Skipping breakfast may be linked to higher heart attack risk in older men.

The AP (7/23, Stobbe) reports that “a study of older men found those who regularly skipped breakfast had a...higher risk of a heart attack than those who” did not skip breakfast. For the study, published in Circulation, investigators surveyed approximately “27,000 men about their eating habits in 1992.” Roughly 13 percent indicated that they usually did not eat breakfast. Respondents “all were educated health professionals...and were at least 45.”
        The Los Angeles Times (7/23, Macvean, 692K) “Science Now” blog reports that the investigators “found that men who skipped breakfast had a 27% higher risk of coronary heart disease than men who ate their morning meal.”
        On its website, CBS News (7/23) reports, “younger men were more likely to skip breakfast than older ones, as were smokers, the unmarried, alcohol drinkers, people who were less physically active and those who had full-time jobs.”
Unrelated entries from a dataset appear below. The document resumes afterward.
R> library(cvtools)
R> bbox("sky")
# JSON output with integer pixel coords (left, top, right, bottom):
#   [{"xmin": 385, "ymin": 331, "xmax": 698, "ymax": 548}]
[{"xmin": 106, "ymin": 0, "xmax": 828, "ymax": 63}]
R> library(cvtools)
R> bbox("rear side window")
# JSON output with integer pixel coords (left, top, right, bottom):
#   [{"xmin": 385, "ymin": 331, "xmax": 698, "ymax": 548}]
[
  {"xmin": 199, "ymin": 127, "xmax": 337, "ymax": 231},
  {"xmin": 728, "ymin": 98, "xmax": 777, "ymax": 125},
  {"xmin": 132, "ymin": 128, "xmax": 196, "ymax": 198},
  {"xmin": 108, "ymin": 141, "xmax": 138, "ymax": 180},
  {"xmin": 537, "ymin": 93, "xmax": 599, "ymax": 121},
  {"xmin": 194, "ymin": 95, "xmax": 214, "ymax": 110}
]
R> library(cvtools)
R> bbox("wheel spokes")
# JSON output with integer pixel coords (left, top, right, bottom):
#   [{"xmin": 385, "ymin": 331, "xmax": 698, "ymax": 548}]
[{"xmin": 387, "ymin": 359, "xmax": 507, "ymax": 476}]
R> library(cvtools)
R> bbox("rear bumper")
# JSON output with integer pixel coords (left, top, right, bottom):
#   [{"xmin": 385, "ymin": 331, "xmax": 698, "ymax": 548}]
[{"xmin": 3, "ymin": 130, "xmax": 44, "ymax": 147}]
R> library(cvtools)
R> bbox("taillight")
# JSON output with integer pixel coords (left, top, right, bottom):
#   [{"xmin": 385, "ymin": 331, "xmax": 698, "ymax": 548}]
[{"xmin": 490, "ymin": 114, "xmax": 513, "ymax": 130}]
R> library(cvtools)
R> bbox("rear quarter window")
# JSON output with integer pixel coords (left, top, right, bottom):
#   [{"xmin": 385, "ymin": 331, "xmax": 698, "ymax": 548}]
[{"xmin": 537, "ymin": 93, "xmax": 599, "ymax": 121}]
        NBC News (7/23) reports on its website that “another key finding was that men who reported ‘eating late at night’ had a 55 percent higher coronary heart disease risk compared to those who didn’t, but the subgroup of participants was very small, just 313 men, or about 2 percent.” Also covering the story are Forbes (7/23, 928K), the Huffington Post (7/23), HealthDay (7/23, Thompson), and MedPage Today (7/23, Neale).